Excerpt

The Book of Collateral Damage

Sinan Antoon, translated by Jonathan Wright

May 30, 2019 
The following is from Sinan Antoon's novel The Book of Collateral Damage. Nameer, an Iraqi PhD candidate at Harvard, is hired by a filmmaker to document the devastation in Iraq after the 2003 invasion. In Baghdad, he meets a bookseller who is trying to catalogue everything that's been destroyed in the war. Sinan Antoon is a poet, novelist, translator, and associate professor at NYU. He is the author of several books, including The Corpse Washer, and his award-winning works have been translated into 13 languages.

Preamble (draft)

How can I write what happened?

(This “how” kept me up at night for many years.) And how can what I write escape the traps of distortion and domination of official history? I realize there’s something paradoxical and ironic about it. Is it reasonable to worry about the fate of what I write before my pen even begins to bleed ink onto paper? There’s a wonderful African proverb in Chinua Achebe’s novel Things Fall Apart that goes “Until lions have their own historians, the history of the hunt will always glorify the hunter.” The idea isn’t new, of course, but the metaphor is a gem. The victors are always the ones who write history. By the time someone who wants to revise, question, or change it comes along, it’s already too late.

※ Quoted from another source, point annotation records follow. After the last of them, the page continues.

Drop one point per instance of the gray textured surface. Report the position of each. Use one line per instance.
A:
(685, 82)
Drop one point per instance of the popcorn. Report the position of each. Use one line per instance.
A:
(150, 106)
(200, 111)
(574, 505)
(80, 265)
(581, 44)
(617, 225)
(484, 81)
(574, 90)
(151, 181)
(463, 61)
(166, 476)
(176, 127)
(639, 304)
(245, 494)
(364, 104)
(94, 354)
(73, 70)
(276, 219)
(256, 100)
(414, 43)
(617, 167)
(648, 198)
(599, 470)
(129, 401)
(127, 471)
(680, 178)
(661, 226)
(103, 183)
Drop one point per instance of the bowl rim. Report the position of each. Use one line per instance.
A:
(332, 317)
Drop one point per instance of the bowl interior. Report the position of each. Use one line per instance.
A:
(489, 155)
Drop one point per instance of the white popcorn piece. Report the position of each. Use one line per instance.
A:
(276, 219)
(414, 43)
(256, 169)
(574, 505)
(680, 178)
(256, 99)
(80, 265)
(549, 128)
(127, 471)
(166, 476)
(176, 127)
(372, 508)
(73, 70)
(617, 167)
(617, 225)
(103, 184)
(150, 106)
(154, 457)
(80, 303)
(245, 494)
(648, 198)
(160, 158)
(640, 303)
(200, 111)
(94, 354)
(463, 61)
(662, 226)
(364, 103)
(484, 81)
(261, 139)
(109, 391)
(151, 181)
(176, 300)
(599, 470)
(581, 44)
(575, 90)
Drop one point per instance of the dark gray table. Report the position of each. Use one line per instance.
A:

But what about the history of the victim? Or the victim’s victim? That’s what I am concerned with. The first time I read that proverb I empathized with the lion, of course. But then I thought hard about the matter and reconsidered, to discover, or rather remember, that I should be in solidarity with the lion’s victim. I imagined, even felt, that I was inhabiting the gazelle (or any other prey) in this equation because it represents me and I represent it. I even feel I am it. I am the one who’s been marginalized and disappeared at least twice. I’m the prey’s prey. As for numbers, they don’t serve the purpose. Statistics may count us, but at best they diminish our lives and our deaths. They dehumanize us. Assuming there’s someone to count in the first place, because the historians of the hunt count the number of dead hunters! Numbers turn us into numbers. Dead signs and symbols in comparative studies designed to improve the hunt and make it more efficient. Our details disappear—our features, our color, our voices, our memories, our skin, our eyes, and so on. Once we’ve been skinned, our skins might be tanned and hung on the wall in the hunters’ homes. Or photographs of the hunters, standing next to our dead bodies to celebrate a new record, might be hung on museum walls.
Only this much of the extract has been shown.